Healthcare Business Review
3 min readJan 8, 2021

Current HIPAA guidelines need healthcare entities to give electronic medical records within 36 hours of the request, unlike the previous version with no time limit. What the rule implies is that cloud-based healthcare infrastructure is a must-have for every provider with more than one location.

FREMONT, CA: Technology can make a significant impact when it is put forward on the right problems and offered meaningful challenges. The course makes technology an ally in the fight for a more productive, inclusive, and cost-effective healthcare industry.

Technology has a part to play in helping healthcare providers accomplish and stay in compliance. Below are three ways:

1. Rendering Historical Data for Compliance and Accountability

Compliance in the healthcare business is crucial for achieving the best possible patient outcomes. But it is also vital to keep hospitals, nurses, doctors, and specialists safe in the event if something goes wrong or a patient experiences accidental harm. Healthcare providers might need access to historical data to help iron out which side knew what details, and when.

The rich historical data does not only keep matters of compliance and accountability apparent within an organization. It is also a way for healthcare institutions to lay the groundwork for more impressive analytical modeling and progress outcomes even further by drawing on anonymized historical patient records.

2. Securing Patient Records at Rest And In Transit

On the one hand, the technology that one relies on is vulnerable to cybercrime and other disruptive influences.

But, on the other, technology also offers protection from the same threats; one significant consideration as security and privacy regulations in healthcare markets become ever more stringent.

Amongst other things, remaining in full compliance with HIPAA requires the need for healthcare organizations to use meaningful security practices to all shared electronic documents.

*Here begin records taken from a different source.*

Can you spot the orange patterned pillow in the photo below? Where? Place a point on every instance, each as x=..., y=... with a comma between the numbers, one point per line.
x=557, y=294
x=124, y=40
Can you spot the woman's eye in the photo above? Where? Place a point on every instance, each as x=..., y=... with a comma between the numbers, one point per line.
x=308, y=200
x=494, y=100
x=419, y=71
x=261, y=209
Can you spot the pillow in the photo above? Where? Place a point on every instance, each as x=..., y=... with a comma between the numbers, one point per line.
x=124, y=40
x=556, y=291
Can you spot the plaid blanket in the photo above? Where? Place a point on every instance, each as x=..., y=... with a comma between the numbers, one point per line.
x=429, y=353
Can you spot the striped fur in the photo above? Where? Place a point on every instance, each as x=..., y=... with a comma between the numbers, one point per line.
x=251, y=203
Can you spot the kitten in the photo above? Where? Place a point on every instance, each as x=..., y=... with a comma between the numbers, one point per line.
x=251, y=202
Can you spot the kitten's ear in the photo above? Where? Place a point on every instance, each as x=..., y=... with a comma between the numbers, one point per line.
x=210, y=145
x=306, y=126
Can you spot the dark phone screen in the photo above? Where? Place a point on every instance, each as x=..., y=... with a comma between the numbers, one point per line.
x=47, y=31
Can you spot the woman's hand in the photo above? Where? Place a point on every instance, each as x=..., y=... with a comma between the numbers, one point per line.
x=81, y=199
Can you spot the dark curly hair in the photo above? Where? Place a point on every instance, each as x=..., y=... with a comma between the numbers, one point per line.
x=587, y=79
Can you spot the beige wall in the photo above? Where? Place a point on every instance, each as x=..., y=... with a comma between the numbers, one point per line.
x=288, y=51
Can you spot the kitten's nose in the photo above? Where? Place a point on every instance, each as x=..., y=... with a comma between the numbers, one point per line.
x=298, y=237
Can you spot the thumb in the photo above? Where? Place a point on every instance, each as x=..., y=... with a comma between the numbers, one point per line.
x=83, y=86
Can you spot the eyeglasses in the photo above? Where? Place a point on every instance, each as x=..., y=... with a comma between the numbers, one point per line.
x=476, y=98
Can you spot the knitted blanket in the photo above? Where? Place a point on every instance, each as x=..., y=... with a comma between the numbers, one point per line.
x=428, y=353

To meet the compliance requirement, healthcare providers move to document storage solutions with encryption built-in. The solutions cover every transmission mechanism along with email and instant message. Besides, providers can decide whether to encrypt documents sent over email based on the degree of privacy.

3. Making Document Retrieval Fast And More Accessible

One compliance rule under the most recent modification of HIPAA concerns the speed at which healthcare organizations should offer patients with electronic copies of their medical records after being posed to do so. Current HIPAA guidelines need healthcare entities to give electronic medical records within 36 hours of the request, unlike the previous version with no time limit. What the rule implies is that cloud-based healthcare infrastructure is a must-have for every provider with more than one location. Additionally, the technology helps offer ultimate assurance that records are protected in the occurrence of a data loss and can be retrieved at any time when patients make an information request.